The debate over the rise of cashless economies

cashless

In the last decade there have been big changes to how people pay for things.

While money is still involved in every transaction, the ways in which it has come to be represented have diversified. Instead of coins and banknotes, we now have digital money which is being taken from our debit and credit cards contactless, accessed through our phone’s applications, and wired directly into other people’s bank accounts over the internet.

These changes hold enormous promise, but also lesser considered risks for our planet. As such, debate on the subject has been fierce. Inspecting examples of economies that are already moving towards cashlessness is vital if we are to weigh in on the discussion.

Different nations are enacting digital financial programs in various ways. While the Scandanavian nations are seen by some to be leading healthy digital transformation, India showed the world in 2016 how damaging a hasty transition to cashlessness can be to a largely informal economy, particularly when policies are changed without proper planning.

In an alleged push for anti-corruption and modernisation, Narendra Modi, India’s prime minister, cancelled 86 percent of all banknotes, giving people just four hours’ notice. The move was controversial to say the least. At the time, 90 percent of all Indian transactions were performed using cash. Indians could exchange defunct bills, but the scale of the necessary operation was far beyond what the government could handle.

The queues of people waiting to change old money reportedly stretched for hours. Added to this Modi’s approach and official policy in managing the episode seemed to change every other day.

The resulting disruption was crippling, causing a 1.5 percent drop in GDP, representing job losses and business closures, and amounting to $15 billion in economic damage. Due to a shortage of currency in circulation, basic transactions became extremely difficult or impossible, especially for the largely rural, informal workers that dominate the Indian population.

The Reserve Bank of India, the Indian central bank, was also not ready for the banknotes and their new size specifications, rendering cash machines across the nation of 1.35 billion people useless and in need of upgrades before they could be used for distribution.

In this example, while Modi’s effort has been largely assessed to be an aggressive push to force many Indian’s into the formal economy, which would be a driver of positive developments in a country with an abysmal rate of tax compliance – there was serious collateral damage as a result.

The move could be described, at best, as harsh and ineffective. Not only did the economy not shift in the way that the government planned, with cash in circulation somehow increasing after the drive, but the poorest citizens, as is always the case, were the worst affected. Many Indians do not have bank accounts, as such they are not ready for digital payments, relying entirely on cash.
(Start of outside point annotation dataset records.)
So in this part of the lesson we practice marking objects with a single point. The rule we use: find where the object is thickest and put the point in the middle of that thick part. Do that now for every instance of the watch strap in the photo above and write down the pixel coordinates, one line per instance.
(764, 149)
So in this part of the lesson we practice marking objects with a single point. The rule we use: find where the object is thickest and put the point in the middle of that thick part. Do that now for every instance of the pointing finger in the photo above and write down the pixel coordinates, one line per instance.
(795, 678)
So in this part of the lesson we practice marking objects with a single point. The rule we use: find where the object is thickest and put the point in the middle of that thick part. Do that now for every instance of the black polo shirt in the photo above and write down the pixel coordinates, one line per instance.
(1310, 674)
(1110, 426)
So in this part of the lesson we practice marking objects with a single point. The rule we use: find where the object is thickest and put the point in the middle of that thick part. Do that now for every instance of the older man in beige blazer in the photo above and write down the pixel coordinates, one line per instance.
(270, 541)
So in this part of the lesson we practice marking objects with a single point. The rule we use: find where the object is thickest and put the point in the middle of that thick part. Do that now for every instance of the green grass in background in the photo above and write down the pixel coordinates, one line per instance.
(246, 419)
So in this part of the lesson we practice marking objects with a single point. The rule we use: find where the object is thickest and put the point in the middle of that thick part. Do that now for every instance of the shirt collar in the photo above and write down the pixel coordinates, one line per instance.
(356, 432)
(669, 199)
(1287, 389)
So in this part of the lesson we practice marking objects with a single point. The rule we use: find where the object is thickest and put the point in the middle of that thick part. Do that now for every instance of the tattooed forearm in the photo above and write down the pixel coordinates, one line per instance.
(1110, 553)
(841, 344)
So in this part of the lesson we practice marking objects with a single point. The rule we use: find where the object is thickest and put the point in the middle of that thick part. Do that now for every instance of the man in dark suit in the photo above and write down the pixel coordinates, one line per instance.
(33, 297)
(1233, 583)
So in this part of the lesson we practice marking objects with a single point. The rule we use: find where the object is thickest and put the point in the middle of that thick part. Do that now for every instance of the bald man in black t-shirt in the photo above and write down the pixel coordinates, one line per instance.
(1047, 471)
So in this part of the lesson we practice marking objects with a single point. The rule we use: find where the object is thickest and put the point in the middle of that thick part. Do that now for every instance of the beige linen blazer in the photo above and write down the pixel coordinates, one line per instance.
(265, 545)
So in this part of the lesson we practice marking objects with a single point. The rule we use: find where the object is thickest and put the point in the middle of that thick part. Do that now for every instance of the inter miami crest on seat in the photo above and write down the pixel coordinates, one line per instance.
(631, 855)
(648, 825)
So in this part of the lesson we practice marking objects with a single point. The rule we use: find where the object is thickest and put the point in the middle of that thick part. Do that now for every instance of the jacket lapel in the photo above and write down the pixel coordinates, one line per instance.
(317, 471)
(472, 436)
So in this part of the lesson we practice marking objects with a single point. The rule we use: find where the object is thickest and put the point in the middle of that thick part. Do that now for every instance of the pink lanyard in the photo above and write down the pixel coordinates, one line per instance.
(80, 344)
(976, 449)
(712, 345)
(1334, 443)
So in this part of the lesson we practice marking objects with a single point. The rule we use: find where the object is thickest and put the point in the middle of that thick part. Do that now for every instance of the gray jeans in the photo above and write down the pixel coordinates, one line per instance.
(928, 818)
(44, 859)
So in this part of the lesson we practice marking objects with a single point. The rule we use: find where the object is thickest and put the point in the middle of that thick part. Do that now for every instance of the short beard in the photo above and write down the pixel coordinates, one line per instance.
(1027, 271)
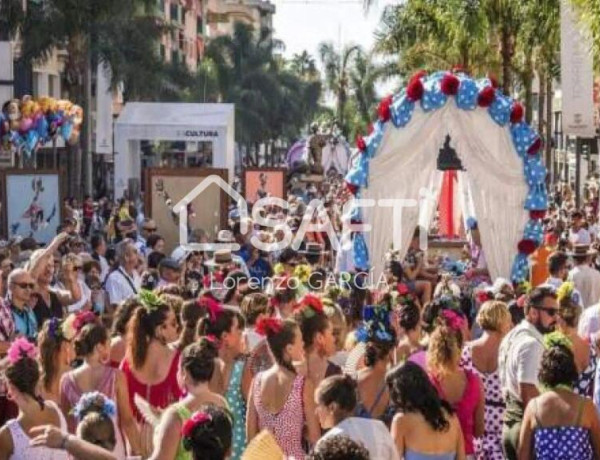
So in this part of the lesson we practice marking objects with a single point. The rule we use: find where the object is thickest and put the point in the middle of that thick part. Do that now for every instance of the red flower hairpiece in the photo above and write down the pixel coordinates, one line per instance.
(313, 302)
(453, 320)
(199, 418)
(213, 307)
(269, 326)
(82, 318)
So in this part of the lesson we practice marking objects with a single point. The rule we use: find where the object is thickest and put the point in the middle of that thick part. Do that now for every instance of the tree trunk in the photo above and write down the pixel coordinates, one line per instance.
(549, 146)
(541, 101)
(506, 53)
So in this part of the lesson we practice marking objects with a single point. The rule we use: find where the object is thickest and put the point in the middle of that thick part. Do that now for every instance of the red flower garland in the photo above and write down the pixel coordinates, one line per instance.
(383, 111)
(486, 96)
(449, 84)
(526, 247)
(517, 112)
(313, 302)
(360, 143)
(352, 188)
(537, 214)
(535, 147)
(269, 326)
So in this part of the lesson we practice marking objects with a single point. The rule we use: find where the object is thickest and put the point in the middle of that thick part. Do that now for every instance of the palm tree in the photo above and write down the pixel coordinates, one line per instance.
(303, 64)
(336, 65)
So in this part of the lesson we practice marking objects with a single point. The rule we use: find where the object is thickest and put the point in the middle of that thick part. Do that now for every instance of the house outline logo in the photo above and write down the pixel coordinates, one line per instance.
(181, 208)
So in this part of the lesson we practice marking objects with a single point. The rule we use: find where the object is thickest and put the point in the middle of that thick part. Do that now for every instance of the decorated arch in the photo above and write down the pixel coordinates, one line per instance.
(501, 154)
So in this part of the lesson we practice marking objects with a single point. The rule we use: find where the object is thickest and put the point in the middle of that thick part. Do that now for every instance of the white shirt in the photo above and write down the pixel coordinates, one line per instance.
(372, 434)
(587, 282)
(120, 286)
(589, 322)
(582, 236)
(520, 357)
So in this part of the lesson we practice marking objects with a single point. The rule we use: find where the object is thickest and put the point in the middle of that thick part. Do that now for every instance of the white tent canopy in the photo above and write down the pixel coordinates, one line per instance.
(171, 122)
(406, 163)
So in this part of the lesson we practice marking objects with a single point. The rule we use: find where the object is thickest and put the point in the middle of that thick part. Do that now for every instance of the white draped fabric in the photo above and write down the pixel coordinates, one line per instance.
(406, 162)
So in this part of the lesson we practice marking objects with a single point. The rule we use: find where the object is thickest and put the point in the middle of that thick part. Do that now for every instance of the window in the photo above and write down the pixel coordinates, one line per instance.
(174, 10)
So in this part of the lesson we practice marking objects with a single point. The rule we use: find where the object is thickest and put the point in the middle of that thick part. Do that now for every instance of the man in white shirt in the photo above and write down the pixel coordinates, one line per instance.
(519, 360)
(578, 234)
(124, 282)
(585, 278)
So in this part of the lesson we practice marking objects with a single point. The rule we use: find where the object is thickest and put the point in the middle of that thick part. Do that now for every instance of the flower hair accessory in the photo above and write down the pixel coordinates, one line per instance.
(269, 326)
(453, 320)
(198, 419)
(83, 318)
(310, 305)
(21, 348)
(96, 401)
(212, 306)
(149, 300)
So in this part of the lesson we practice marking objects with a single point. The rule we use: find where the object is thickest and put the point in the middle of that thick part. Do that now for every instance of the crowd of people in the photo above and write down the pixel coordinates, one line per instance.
(112, 347)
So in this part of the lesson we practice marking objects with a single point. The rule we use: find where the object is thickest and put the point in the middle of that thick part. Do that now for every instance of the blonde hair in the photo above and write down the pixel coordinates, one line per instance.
(492, 314)
(445, 345)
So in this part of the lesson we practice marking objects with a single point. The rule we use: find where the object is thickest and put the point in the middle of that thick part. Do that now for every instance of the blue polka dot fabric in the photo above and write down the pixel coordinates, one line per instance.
(563, 443)
(402, 111)
(466, 99)
(500, 109)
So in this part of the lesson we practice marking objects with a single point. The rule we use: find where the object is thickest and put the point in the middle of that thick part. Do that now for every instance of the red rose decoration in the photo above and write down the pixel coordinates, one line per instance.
(313, 302)
(535, 147)
(415, 89)
(449, 84)
(352, 188)
(383, 111)
(526, 247)
(537, 215)
(517, 112)
(486, 96)
(360, 143)
(403, 289)
(493, 81)
(269, 326)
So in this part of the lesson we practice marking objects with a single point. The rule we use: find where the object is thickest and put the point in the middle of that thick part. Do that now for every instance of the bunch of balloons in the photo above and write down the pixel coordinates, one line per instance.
(29, 123)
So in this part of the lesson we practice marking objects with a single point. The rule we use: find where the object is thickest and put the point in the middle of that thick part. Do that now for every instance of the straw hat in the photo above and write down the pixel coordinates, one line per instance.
(263, 447)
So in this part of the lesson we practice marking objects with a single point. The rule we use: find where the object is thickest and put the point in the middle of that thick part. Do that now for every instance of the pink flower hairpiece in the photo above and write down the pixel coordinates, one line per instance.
(212, 306)
(454, 320)
(21, 348)
(199, 418)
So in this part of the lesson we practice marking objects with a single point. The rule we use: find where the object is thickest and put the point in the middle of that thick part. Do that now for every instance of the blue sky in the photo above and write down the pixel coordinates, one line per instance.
(302, 25)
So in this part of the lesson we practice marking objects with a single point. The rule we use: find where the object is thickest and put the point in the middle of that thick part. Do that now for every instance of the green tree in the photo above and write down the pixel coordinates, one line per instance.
(336, 66)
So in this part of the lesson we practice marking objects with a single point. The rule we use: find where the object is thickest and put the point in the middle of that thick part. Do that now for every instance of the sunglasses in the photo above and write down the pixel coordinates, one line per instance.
(548, 310)
(25, 285)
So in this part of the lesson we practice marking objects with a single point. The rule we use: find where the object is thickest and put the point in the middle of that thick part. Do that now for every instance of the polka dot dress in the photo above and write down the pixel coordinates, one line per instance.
(237, 404)
(488, 447)
(563, 443)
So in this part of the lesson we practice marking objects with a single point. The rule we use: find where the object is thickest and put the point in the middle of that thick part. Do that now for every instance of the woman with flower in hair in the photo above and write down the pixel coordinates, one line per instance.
(22, 376)
(150, 364)
(461, 388)
(584, 352)
(207, 434)
(379, 338)
(233, 376)
(317, 334)
(92, 344)
(56, 353)
(559, 424)
(281, 400)
(95, 414)
(196, 369)
(481, 357)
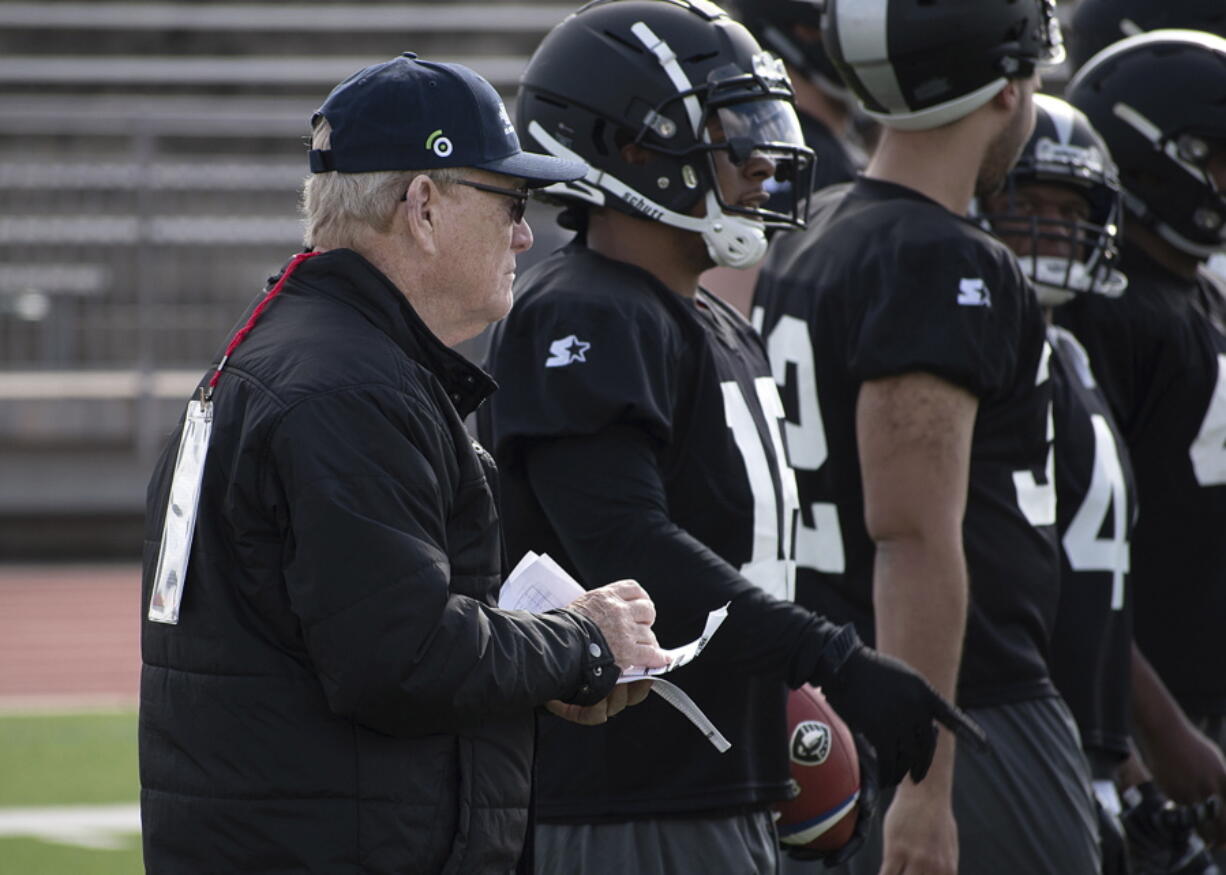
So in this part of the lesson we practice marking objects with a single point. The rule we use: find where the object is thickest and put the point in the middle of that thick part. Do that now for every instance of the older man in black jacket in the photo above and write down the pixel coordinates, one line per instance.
(327, 685)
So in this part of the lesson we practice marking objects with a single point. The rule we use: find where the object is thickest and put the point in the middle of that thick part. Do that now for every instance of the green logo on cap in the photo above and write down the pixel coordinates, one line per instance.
(439, 143)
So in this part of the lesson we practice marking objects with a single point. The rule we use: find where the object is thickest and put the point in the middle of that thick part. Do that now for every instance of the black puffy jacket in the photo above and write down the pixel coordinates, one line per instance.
(338, 694)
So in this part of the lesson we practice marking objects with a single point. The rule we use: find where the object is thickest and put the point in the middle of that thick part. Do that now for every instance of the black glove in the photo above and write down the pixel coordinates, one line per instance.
(864, 818)
(894, 707)
(1162, 836)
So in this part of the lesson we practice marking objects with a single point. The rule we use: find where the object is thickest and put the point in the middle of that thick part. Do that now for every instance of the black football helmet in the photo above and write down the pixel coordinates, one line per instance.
(1159, 99)
(1097, 23)
(1066, 150)
(661, 74)
(774, 22)
(920, 64)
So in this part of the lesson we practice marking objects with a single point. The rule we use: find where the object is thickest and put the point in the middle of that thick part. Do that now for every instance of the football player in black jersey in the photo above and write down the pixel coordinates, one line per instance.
(913, 363)
(1159, 99)
(792, 30)
(640, 436)
(1061, 213)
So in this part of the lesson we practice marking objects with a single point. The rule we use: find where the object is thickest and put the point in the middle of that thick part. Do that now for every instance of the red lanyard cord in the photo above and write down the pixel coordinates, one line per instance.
(240, 335)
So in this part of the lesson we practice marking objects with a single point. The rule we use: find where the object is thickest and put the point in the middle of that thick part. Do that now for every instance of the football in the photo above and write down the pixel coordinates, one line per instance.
(825, 775)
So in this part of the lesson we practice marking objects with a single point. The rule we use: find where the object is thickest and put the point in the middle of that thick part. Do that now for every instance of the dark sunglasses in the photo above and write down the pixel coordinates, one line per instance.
(519, 197)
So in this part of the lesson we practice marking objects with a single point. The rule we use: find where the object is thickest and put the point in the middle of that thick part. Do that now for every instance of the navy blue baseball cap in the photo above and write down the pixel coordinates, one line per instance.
(408, 114)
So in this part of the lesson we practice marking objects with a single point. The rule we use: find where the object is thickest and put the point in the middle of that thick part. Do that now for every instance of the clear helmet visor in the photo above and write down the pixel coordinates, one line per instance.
(766, 135)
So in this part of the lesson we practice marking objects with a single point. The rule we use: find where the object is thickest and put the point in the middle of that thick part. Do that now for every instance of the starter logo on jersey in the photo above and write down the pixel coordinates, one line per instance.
(567, 351)
(974, 293)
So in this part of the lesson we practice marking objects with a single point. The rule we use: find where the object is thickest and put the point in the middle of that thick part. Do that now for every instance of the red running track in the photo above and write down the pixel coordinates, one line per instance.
(69, 635)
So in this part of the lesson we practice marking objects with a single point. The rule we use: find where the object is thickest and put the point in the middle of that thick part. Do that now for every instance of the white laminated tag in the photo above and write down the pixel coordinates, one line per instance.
(677, 697)
(180, 514)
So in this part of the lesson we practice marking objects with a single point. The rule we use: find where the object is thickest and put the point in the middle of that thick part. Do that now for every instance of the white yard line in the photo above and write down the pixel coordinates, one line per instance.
(88, 826)
(65, 705)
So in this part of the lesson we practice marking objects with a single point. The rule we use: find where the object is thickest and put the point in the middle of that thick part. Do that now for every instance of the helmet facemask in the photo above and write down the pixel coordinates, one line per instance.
(734, 115)
(1073, 254)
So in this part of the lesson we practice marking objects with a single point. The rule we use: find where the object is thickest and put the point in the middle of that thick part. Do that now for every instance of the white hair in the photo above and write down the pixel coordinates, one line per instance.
(340, 208)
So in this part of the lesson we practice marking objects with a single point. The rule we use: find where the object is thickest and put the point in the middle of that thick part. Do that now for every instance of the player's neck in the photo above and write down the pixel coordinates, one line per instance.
(676, 257)
(936, 164)
(1162, 253)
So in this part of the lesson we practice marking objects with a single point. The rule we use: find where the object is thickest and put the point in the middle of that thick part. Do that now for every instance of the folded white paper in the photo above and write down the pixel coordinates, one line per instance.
(538, 583)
This is true of people elsewhere around the world too, so we can consider these effects from a global perspective. Aggressive economic conversion is evidently a bad policy.

While financial visionaries tout the many possible benefits of purely digital economies, such as greater controls and transparency, near zero tax evasion and so on, there are also serious drawbacks. When cash is taken out of the economy the poor, the less connected, the elderly, or the simply untrained – can quickly fall behind. Even while companies like Visa and Mastercard, which holds a huge portion of the payments market under its dominion, aim for functionality one hundred percent of the time, they are unable to achieve this. Limitations of technology and the effects of necessary network upgrades and maintenance render such a task impossible. Security is also not drastically improving. As physical financial crimes go down, cybercrime is rapidly increasing in frequency.

In this sense there is no full-proof form for money: even cybercurrencies get stolen. Cash has, however, been the most consistent, longest-enduring method for payment. It has its own drawbacks, such as expensive logistics, production, and security requirements, but it does not fail when the power or the internet are cut. In the event of disasters and freak events cash is the go-to means of transaction.

By having money in the economy in the form of cash, control also stays ambiguous in a positive way. While banks store and are responsible for printing it, cash is a real, tangible object rather than simply a number on a screen. While the world economy runs on a system of imaginary money, debtor and creditor relationships, physical cash keeps the system honest. Without it, people’s complete reliance on the goodwill of institutions becomes problematic.

Being able to store money in physical cash and spend it anonymously is analogous to free speech: freedom of scrutiny-free spending. There is of course a balance to be struck between keeping people safe from criminal activities and allowing them their freedoms, and it is a vital one to get right.

With countries like China using everything at their disposal to control populations and commit human rights abuses, total financial control of citizens would be another nail in the coffin for civil liberties. For these beleaguered people, the digital footprint of their transactions could become another pillar upon which to construct the state panopticon. Cash is vital in resisting the current trends around the world towards similar outbreaks of technologically enabled authoritarianism.